Among paediatric patients, all 4 patients (No. 5, 6, 7 & 10) were diagnosed in our centre before 21 days of life (Table 2). None of them was born prematurely. All of them had asymmetric retinal folds during our first examination (Fig. 3). The better eye ranged from stage 1 to 4A, the worse eye ranged from 3B to 5B. Diode laser was given to all 4 of them and monitored closely to look for any progression. Despite laser photocoagulation, patient no. 7 still progressed to Stage 4A with retinal fold touching posterior capsule of the crystalline lens. To date, patients 5, 6 & 10 have been clinically stable, but they are too young to conclude that the disease is static.

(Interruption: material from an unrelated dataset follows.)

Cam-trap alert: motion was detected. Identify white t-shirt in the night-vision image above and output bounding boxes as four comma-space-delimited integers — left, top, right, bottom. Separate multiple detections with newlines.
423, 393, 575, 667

Table 2 FEVR among paediatric age group members
Fig. 3
figure 3

Fundus photo of patient no. 6 shows asymmetric clinical severity. Right eye shows extramacular full-thickness retina fold with haemorrhage. No obvious exudation was seen. Stage 3A FEVR. Left eye posterior pole appears flat, arrow shows the border of vascularized retinal with minimal exudates, no laser marks over avascular retina area. Stage 1B FEVR

The mean age for adult family members is 43.1 years old. (Table 3) 50% (No. 1, 2, 8) of the adult family members are legally blind. All 3 of them are the eldest among all 10 patients. They gave a history of bilateral eye blindness when they were teenagers (ages ranged from 15 to 21 years old). The mean age of their blindness was 18 years old.

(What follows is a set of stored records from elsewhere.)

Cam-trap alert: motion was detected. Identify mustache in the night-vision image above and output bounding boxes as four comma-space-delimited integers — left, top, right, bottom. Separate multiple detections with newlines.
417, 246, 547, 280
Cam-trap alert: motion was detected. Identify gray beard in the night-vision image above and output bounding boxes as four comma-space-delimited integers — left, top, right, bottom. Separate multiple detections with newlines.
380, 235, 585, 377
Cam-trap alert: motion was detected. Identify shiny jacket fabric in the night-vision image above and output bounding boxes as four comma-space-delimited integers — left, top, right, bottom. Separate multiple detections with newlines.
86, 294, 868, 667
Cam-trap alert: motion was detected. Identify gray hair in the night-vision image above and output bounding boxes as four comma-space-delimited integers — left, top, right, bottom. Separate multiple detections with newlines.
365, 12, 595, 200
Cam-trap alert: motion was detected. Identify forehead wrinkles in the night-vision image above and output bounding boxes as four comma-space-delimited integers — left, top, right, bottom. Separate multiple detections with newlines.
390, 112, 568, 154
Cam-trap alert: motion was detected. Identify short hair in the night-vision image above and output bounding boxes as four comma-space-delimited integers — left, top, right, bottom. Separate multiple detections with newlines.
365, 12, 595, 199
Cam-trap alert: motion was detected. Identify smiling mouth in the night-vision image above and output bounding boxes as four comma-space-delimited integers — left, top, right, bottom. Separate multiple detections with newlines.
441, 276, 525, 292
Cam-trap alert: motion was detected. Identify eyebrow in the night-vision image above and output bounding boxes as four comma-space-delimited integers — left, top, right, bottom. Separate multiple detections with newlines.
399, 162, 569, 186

Table 3 FEVR among adult family members

All 6 adult patients complained of unilateral blurring of vision at a very young age (ranged 3 to 10 years old). Subsequently, the better eye will deteriorate and 3 (50%) of them underwent vitreoretinal surgery on their better eye. 1 patient (16.6%) underwent lens extraction over the better eye and suffered from secondary glaucoma, his FEVR remained stable despite absent of vitreoretinal surgery. The remaining 2 adult patients (33.3%) did not seek any medical treatment. The disease remained static after adolescence.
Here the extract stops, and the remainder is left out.